The Bankruptcy Act states that certain transfers of property to a creditor that occurred in the 6 month period prior to the debtor’s bankruptcy (including a payment) are void (and may have to be repaid to the debtor’s trustee in bankruptcy) if the transfer had the effect of giving the creditor a preference, priority or advantage over other creditors. The Corporations Act contains a similar provision concerning insolvent companies.

The recent decision of Rambaldi (Trustee) v Commissioner of Taxation, in the matter of Alex (Bankrupt) [2017] FCAFC 217 considered the provision where the transfer of property came directly from a third party. The case suggests a way in which a creditor may be able to protect itself against a preference claim when an individual debtor is potentially in financial difficulty.
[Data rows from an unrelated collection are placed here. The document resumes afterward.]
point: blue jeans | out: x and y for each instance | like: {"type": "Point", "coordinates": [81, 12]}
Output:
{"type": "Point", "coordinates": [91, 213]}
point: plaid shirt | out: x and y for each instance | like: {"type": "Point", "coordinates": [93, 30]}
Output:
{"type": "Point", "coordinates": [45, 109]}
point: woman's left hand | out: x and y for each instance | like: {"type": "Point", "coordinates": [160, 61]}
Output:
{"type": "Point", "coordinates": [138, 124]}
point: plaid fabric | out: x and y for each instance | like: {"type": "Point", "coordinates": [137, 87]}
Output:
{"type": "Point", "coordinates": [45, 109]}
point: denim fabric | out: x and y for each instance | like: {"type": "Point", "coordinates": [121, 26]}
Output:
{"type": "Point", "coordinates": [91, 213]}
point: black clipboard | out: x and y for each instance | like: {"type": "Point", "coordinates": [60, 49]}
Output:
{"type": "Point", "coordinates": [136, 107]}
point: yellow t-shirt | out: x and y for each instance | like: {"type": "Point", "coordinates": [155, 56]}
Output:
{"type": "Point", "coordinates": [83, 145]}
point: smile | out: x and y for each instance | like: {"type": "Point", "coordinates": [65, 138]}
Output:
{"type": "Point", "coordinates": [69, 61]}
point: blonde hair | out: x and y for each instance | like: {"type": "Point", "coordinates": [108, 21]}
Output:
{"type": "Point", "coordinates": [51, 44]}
The relevant facts in Rambaldi were:

  1. Ms Alex owed a significant debt to the Commissioner of Taxation.
  2. Ms Alex entered into a loan agreement with a third party whereby the third party would lend Ms Alex money to pay the debt. The loan was only to be used for the purpose of paying the debt owed to the Commissioner of Taxation.
  3. On 7 July 2014, the third party provided a cheque in favour of the Commissioner of Taxation to Ms Alex, who then deposited it at a post office for the credit of the Commissioner of Taxation.
  4. Ms Alex was made bankrupt on 8 December 2014.

The Commissioner of Taxation accepted that the effect of the transaction was to give him a preference over other creditors and that the transaction was made during the relevant period, but argued that the transfer should not be void because the payment was not in fact a transfer of property by Ms Alex.

It was argued the transfer came directly from the third party or, in the alternative, that the property was only ever held by Ms Alex on a “Quistclose trust” (a trust which can arise when a loan is made for a specific purpose).

The Full Court accepted the Commissioner of Taxation’s argument and found that there was no point at which ownership of the bank cheque or the funds represented by it passed to Ms Alex. There was no basis for inferring that Ms Alex had ever become entitled to the money or indeed that Ms Alex had anything more than possession of the bank cheque for a limited purpose. Accordingly, there was no transfer of property by the debtor and therefore no unfair preference.

The Full Court also found that no Quistclose trust arose because the need for such a trust would only have arisen if the advance by the third party had been made to Ms Alex for her to then make payment to the Commissioner of Taxation. If the advance had been made to Ms Alex, then it is likely that it would have been held by Ms Alex on a Quistclose trust and in that circumstance there would also be no unfair preference.